BMKG Ungkap Hasil Pantauan Tsunami di Selat Sunda

Badan Meteorologi, Klimatologi, dan Geofisika (BMKG) telah memasang lebih dari 20 tsunami gauge di sekitar Selat Sunda untuk memantau aktivitas Gunung Anak Krakatau. Berdasarkan hasil pemantauan, hingga kini belum ditemukan anomali kenaikan muka air laut maupun indikasi tsunami akibat erupsi Gunung Anak Krakatau.

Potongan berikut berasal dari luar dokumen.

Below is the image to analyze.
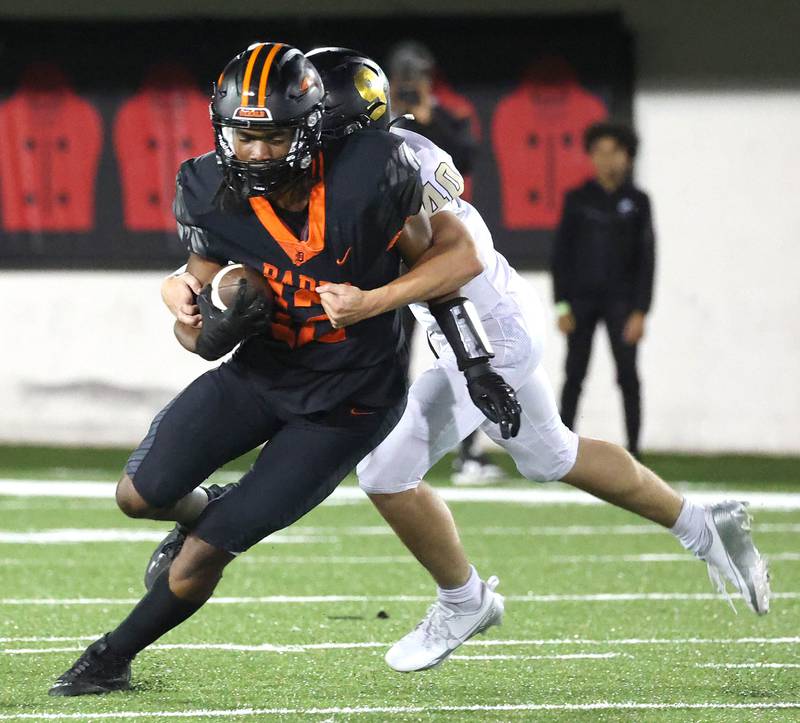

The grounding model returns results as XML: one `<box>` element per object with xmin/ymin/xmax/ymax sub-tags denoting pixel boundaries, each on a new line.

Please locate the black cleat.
<box><xmin>48</xmin><ymin>635</ymin><xmax>131</xmax><ymax>696</ymax></box>
<box><xmin>144</xmin><ymin>484</ymin><xmax>234</xmax><ymax>590</ymax></box>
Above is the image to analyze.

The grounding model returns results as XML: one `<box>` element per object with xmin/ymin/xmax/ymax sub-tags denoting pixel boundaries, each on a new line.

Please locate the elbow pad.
<box><xmin>428</xmin><ymin>296</ymin><xmax>494</xmax><ymax>372</ymax></box>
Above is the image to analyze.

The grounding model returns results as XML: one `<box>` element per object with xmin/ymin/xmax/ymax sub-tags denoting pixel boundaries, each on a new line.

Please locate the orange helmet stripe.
<box><xmin>258</xmin><ymin>43</ymin><xmax>283</xmax><ymax>108</ymax></box>
<box><xmin>242</xmin><ymin>43</ymin><xmax>264</xmax><ymax>107</ymax></box>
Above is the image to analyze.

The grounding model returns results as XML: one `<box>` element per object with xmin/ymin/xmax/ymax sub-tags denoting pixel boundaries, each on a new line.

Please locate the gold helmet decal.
<box><xmin>354</xmin><ymin>66</ymin><xmax>386</xmax><ymax>120</ymax></box>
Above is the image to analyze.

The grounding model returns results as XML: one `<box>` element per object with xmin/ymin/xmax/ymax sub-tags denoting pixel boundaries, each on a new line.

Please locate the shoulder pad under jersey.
<box><xmin>335</xmin><ymin>129</ymin><xmax>422</xmax><ymax>242</ymax></box>
<box><xmin>172</xmin><ymin>153</ymin><xmax>226</xmax><ymax>263</ymax></box>
<box><xmin>391</xmin><ymin>126</ymin><xmax>464</xmax><ymax>216</ymax></box>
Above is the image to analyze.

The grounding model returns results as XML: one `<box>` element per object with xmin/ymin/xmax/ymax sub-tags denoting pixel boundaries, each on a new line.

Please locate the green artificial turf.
<box><xmin>0</xmin><ymin>447</ymin><xmax>800</xmax><ymax>722</ymax></box>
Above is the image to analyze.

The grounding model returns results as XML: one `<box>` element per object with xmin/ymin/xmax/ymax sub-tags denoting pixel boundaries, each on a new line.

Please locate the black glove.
<box><xmin>195</xmin><ymin>279</ymin><xmax>272</xmax><ymax>361</ymax></box>
<box><xmin>464</xmin><ymin>362</ymin><xmax>522</xmax><ymax>439</ymax></box>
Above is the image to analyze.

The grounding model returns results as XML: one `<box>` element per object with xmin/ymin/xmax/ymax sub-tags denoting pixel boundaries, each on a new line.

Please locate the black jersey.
<box><xmin>175</xmin><ymin>130</ymin><xmax>422</xmax><ymax>413</ymax></box>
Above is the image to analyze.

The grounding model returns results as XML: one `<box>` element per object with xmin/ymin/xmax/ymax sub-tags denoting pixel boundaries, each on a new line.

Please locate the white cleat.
<box><xmin>385</xmin><ymin>576</ymin><xmax>505</xmax><ymax>673</ymax></box>
<box><xmin>698</xmin><ymin>500</ymin><xmax>770</xmax><ymax>615</ymax></box>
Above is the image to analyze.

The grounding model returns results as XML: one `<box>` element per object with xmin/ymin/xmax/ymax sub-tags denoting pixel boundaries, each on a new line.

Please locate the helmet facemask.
<box><xmin>212</xmin><ymin>107</ymin><xmax>322</xmax><ymax>199</ymax></box>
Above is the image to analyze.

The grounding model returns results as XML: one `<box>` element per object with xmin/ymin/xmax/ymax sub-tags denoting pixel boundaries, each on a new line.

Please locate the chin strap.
<box><xmin>428</xmin><ymin>296</ymin><xmax>494</xmax><ymax>372</ymax></box>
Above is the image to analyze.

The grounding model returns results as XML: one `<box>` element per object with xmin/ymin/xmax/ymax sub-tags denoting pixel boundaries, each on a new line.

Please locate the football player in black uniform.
<box><xmin>45</xmin><ymin>43</ymin><xmax>519</xmax><ymax>695</ymax></box>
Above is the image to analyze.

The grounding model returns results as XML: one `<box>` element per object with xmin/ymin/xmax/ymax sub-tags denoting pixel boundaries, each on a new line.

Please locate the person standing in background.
<box><xmin>387</xmin><ymin>41</ymin><xmax>494</xmax><ymax>484</ymax></box>
<box><xmin>552</xmin><ymin>122</ymin><xmax>655</xmax><ymax>458</ymax></box>
<box><xmin>387</xmin><ymin>41</ymin><xmax>478</xmax><ymax>176</ymax></box>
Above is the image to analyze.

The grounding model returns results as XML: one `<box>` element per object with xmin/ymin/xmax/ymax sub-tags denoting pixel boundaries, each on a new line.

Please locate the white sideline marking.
<box><xmin>0</xmin><ymin>592</ymin><xmax>800</xmax><ymax>605</ymax></box>
<box><xmin>0</xmin><ymin>527</ymin><xmax>339</xmax><ymax>545</ymax></box>
<box><xmin>0</xmin><ymin>479</ymin><xmax>800</xmax><ymax>510</ymax></box>
<box><xmin>0</xmin><ymin>634</ymin><xmax>800</xmax><ymax>654</ymax></box>
<box><xmin>547</xmin><ymin>552</ymin><xmax>800</xmax><ymax>563</ymax></box>
<box><xmin>696</xmin><ymin>656</ymin><xmax>800</xmax><ymax>668</ymax></box>
<box><xmin>0</xmin><ymin>701</ymin><xmax>800</xmax><ymax>720</ymax></box>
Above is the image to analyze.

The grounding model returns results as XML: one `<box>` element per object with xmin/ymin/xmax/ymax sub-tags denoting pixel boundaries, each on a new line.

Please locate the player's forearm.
<box><xmin>372</xmin><ymin>237</ymin><xmax>483</xmax><ymax>313</ymax></box>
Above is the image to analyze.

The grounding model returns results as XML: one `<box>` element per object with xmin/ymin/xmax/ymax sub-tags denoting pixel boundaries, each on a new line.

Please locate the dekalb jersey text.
<box><xmin>175</xmin><ymin>130</ymin><xmax>422</xmax><ymax>413</ymax></box>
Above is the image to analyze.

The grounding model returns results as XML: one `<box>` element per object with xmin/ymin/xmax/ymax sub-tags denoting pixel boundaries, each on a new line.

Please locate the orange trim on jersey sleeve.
<box><xmin>242</xmin><ymin>43</ymin><xmax>264</xmax><ymax>107</ymax></box>
<box><xmin>258</xmin><ymin>43</ymin><xmax>283</xmax><ymax>108</ymax></box>
<box><xmin>250</xmin><ymin>156</ymin><xmax>325</xmax><ymax>266</ymax></box>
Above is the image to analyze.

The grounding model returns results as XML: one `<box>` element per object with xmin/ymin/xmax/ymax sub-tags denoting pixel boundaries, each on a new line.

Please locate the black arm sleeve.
<box><xmin>551</xmin><ymin>193</ymin><xmax>578</xmax><ymax>302</ymax></box>
<box><xmin>633</xmin><ymin>196</ymin><xmax>656</xmax><ymax>313</ymax></box>
<box><xmin>172</xmin><ymin>170</ymin><xmax>228</xmax><ymax>265</ymax></box>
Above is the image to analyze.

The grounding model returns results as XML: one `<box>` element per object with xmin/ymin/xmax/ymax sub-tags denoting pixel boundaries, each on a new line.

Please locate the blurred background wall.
<box><xmin>0</xmin><ymin>0</ymin><xmax>800</xmax><ymax>453</ymax></box>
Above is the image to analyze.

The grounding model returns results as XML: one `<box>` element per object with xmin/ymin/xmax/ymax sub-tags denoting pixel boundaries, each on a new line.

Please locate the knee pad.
<box><xmin>356</xmin><ymin>452</ymin><xmax>422</xmax><ymax>495</ymax></box>
<box><xmin>514</xmin><ymin>428</ymin><xmax>578</xmax><ymax>482</ymax></box>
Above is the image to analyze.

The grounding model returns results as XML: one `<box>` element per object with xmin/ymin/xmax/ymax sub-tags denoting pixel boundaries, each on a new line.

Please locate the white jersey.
<box><xmin>391</xmin><ymin>127</ymin><xmax>532</xmax><ymax>329</ymax></box>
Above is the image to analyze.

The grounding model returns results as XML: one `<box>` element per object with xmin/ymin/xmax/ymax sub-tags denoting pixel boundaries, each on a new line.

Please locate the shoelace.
<box><xmin>706</xmin><ymin>562</ymin><xmax>739</xmax><ymax>615</ymax></box>
<box><xmin>417</xmin><ymin>601</ymin><xmax>455</xmax><ymax>648</ymax></box>
<box><xmin>62</xmin><ymin>653</ymin><xmax>92</xmax><ymax>680</ymax></box>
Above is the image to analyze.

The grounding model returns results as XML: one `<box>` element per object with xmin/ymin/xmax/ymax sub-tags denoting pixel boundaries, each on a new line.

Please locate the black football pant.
<box><xmin>126</xmin><ymin>361</ymin><xmax>405</xmax><ymax>553</ymax></box>
<box><xmin>561</xmin><ymin>297</ymin><xmax>641</xmax><ymax>455</ymax></box>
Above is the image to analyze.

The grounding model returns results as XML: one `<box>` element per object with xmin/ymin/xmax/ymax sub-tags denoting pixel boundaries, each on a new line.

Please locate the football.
<box><xmin>211</xmin><ymin>264</ymin><xmax>272</xmax><ymax>311</ymax></box>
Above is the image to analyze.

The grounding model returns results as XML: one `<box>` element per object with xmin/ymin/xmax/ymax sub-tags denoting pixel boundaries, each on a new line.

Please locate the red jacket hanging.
<box><xmin>492</xmin><ymin>57</ymin><xmax>607</xmax><ymax>230</ymax></box>
<box><xmin>114</xmin><ymin>65</ymin><xmax>214</xmax><ymax>231</ymax></box>
<box><xmin>0</xmin><ymin>63</ymin><xmax>103</xmax><ymax>232</ymax></box>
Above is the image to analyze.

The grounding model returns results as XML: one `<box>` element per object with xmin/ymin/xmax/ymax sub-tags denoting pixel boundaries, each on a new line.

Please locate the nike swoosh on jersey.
<box><xmin>336</xmin><ymin>246</ymin><xmax>353</xmax><ymax>266</ymax></box>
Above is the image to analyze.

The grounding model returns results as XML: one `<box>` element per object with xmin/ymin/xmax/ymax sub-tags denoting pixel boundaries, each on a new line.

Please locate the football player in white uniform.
<box><xmin>162</xmin><ymin>48</ymin><xmax>769</xmax><ymax>672</ymax></box>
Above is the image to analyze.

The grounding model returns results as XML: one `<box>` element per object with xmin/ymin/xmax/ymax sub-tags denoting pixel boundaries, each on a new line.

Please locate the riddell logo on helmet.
<box><xmin>233</xmin><ymin>107</ymin><xmax>272</xmax><ymax>120</ymax></box>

Hal ini disampaikan Kepala BMKG Teuku Faisal Fathani dalam rapat terbatas yang dipimpin Presiden Prabowo Subianto pada Senin, 7 September 2026. BMKG juga memantau erupsi melalui tiga lokasi rekaman magnet bumi di Lampung Selatan, Serang, dan Sukabumi, yang menunjukkan tren penurunan aktivitas erupsi sejak 4 September 2026. Sejak pukul 23.00 WIB pada 4 September hingga saat ini, amplitudo gangguan geomagnetik dan jumlah sambaran petir vulkanik menunjukkan erupsi yang lebih kecil dibandingkan dua erupsi sebelumnya. BMKG juga telah memasang lebih dari 20 sensor seismograf dan high frequency radar di Pantai Carita hingga Tanjung Lesung untuk mendeteksi potensi tsunami dari jarak sekitar 150 km, sebagai persiapan menghadapi situasi serupa dengan tahun 2018.